-
Notifications
You must be signed in to change notification settings - Fork 24
BasicUsage
The client will help you create, add, amend and delete content being held in a SWORD2 repository (this document will use the word server and phrase SWORD2 repository interchangeably).
The basic concept is that the server holds 'collections' of resources, and may have one or more 'workspaces' which group together sets of these collections.
As a client, you will need to specify which collection you are going to work with and the server's Service Document (think of it like a sitemap) should aid you in finding the correct collection to work with.

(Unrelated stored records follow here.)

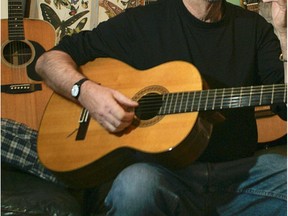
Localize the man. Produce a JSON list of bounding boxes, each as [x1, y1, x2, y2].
[[36, 0, 287, 216]]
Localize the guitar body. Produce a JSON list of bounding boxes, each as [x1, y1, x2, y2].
[[1, 19, 55, 130], [38, 58, 212, 187]]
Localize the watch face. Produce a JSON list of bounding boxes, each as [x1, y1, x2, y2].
[[71, 85, 79, 97]]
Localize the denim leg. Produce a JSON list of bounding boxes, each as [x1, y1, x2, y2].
[[105, 155, 287, 216], [105, 163, 206, 216], [213, 154, 287, 216]]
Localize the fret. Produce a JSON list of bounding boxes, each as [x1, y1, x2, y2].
[[283, 87, 287, 103], [197, 91, 204, 111], [168, 94, 174, 113], [159, 94, 169, 114], [212, 89, 217, 110], [179, 92, 185, 113], [8, 0, 25, 40], [158, 84, 287, 115], [173, 93, 179, 113], [259, 85, 263, 106], [185, 92, 190, 112], [220, 89, 225, 109], [229, 88, 234, 108], [238, 88, 243, 107], [248, 86, 253, 106], [204, 89, 210, 110], [190, 92, 197, 111], [271, 85, 274, 104]]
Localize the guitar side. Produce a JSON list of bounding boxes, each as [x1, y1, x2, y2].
[[38, 59, 210, 187], [1, 19, 55, 130]]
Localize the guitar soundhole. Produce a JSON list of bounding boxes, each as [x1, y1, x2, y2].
[[3, 41, 33, 66], [135, 93, 162, 120]]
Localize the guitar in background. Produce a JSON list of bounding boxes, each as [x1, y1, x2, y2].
[[1, 0, 55, 130]]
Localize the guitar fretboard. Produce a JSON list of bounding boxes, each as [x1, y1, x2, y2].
[[8, 0, 25, 40], [140, 84, 287, 115]]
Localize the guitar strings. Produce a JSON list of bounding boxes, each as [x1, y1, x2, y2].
[[134, 84, 287, 114]]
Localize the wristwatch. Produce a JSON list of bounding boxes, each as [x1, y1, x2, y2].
[[71, 78, 88, 99]]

The server's "Service Document" is a key, if not crucial thing to know as it lets the client discover the capabilities and locations of the available Collections.
You will need the URL of the server's Service Document. The SWORD2 specification http://sword-app.svn.sourceforge.net/viewvc/sword-app/spec/trunk/SWORDProfile.html?revision=HEAD#autodiscovery that this may be embedded in HTML pages by means of the following element:
<html:link rel="sword" href="[Service Document URL]"/>
So, to get started (Service Document URL is often shortened to SD-URI)

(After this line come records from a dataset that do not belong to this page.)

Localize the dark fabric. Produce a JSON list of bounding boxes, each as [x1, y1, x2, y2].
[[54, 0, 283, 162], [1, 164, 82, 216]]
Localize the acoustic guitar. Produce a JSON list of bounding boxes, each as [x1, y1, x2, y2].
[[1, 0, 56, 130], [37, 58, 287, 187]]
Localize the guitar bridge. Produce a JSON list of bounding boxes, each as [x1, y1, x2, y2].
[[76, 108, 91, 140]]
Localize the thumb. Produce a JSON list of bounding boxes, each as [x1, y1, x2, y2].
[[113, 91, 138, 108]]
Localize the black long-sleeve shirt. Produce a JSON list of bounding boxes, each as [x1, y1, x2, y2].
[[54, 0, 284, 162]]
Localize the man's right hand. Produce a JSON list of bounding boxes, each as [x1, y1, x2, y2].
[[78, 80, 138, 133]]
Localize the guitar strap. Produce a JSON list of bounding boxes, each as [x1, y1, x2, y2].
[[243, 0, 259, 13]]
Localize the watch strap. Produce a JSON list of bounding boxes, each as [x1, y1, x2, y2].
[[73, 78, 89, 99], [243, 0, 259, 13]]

from sword2 import Connection
c = Connection("http://my.server.com/sd-uri", user_name="....", user_pass="......")
(It is almost certain that you will also need to supply a username and password to communicate with the server.)
By default, the client will not contact the remote server and retrieve this document until asked to.
c.get_service_document()
The Connection can alternatively be given the service document, should a local copy exist:
with open("servicedoc.xml", "r") as sd:
c.load_service_document(sd.read())
The Service Document will be loaded and stored in the 'sd' attribute of the Connection and will be accessible from there.
Note that you can set one of Connections many startup flags, 'download_service_document' to True for it to attempt to download the Service Document. Please see http://packages.python.org/sword2/sword2.connection.Connection-class.html within the [http://packages.python.org/sword2/](API documentation) for more details on these flags.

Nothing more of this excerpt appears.